Learning model and assumptions

They make several restrictive assumptions. The main purpose of this paper is to construct instances where favorable over-parameterization occurs for PCR, rather than exhaustively catalogue when it must occur.

They assume the samples \(x_i\) have independent Gaussian components and that labels \(y_i = \langle x_i, \beta\rangle\) have no noise. \(\Sigma\) is a diagonal matrix (which must be the case because of the independent components of each \(x_i\)) with entries \(\lambda_1 > \dots > \lambda_N > 0\). Therefore, PCR will only use the first \(p\) diagonal entries of \(\Sigma\) and the reduced-dimension version of each sample will merely be its first \(p\) entries.

One weird thing about this paper relative to others is that the true parameter vector \(\beta\) is chosen randomly. This means it’s an “average-case” bound. They justify this on the grounds that the ability to choose an arbitrary \(\beta\) could lead to all of the weight being put on the \(N-p\) components that will not be included the PCA’d version of \(X\). This would make it impossible to have non-trivial error bounds.

Over-parameterization and PCR

Now, we have three parameters to consider (\(N, p, n\)), rather than the two (\(p, n\)) typically considered in the previous works on over-parameterization. As before, they think of over-parameterization as the ratio \(\gamma = \frac{p}{n}\), but they must also contend with the ratios \(\alpha = \frac{p}{N}\) (the fraction of dimensions preserved by PCA) and \(\rho = \frac{n}{N}\) (the ratio of samples to original dimension).

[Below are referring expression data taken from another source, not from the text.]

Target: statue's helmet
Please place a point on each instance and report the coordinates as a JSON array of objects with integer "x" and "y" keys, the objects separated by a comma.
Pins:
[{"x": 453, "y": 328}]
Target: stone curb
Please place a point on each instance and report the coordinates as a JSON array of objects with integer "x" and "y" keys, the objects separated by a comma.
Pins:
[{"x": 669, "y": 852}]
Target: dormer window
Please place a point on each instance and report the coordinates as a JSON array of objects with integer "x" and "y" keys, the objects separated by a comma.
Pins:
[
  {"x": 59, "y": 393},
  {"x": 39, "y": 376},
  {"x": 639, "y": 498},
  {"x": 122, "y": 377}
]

Like HMRT19 [OPML#4], they consider what happens when \(N, p, n \to \infty\) and the ratios remain fixed. Like BLLT19, their results study how over-parameterization is affected as the eigenvalues of \(\Sigma\) change. In Section 2, they focus on eigenvalues \(\lambda_1, \dots, \lambda_N\) that decay predictably at a polynomial rate. Theorems 1 and 2/3 characterize what happens to the expected error in the under-parameterized (\(\gamma \leq 1\)) and over-parameterized (\(\gamma > 1\)) respectively.

  • Theorem 1 shows that the shape of the “classical” regime error curve is preserved in the under-parameterized regime, since it shows that the error decreases as \(\alpha\) increases for fixed \(\rho\), up to a point when it decreases until \(\alpha = \rho\) (equivalently, \(p = n\)).
  • Theorem 2 shows that the expected error in the interpolation regime \(p > n\) converges to some fixed risk quantity, which can be determined by evaluating an intergral and solving for some quantity.
  • Theorem 3 shows that for any polynomial rate of decay of the eigenvalues, double-descent will occur and the best interpolating prediction rule will perform better than the best “classical” prediction rule. In the noisy setting, the best interpolating prediction rule will only outperform the best classical rule in the event that the rate of decay is no faster than \(\frac{1}{i}\).

To recap, the optimal performance for PCR is obtained in the over-parameterized regime (with \(p > n\)) if and only if eigenvalues \(\lambda_1, \dots, \lambda_N\) decay slowly; rapid decay leads to optimality in the classical regime. This echoes the results of BLLT19, which shows that too rapid a decay in eigenvalues causes poor performance in the over-paramterized regime (very-much-not-benign overfitting). However, BLLT19 also requires that the rate of decay not be too slow, which is a non-issue in this regime.

One of the nice things about this paper–which will be expanded on in the weeks to come–is that it separates the number of parameters \(p\) from the dimension \(N\). Talking about over-parameterization in linear regression is often awkward because the two quantities are coupled, and we are forced to ask whether favorable behavior in the over-parameterized regime is caused by the high dimension or the high parameter count. We’ll further examine models with separate dimensions and parameter counts when we study random feature models.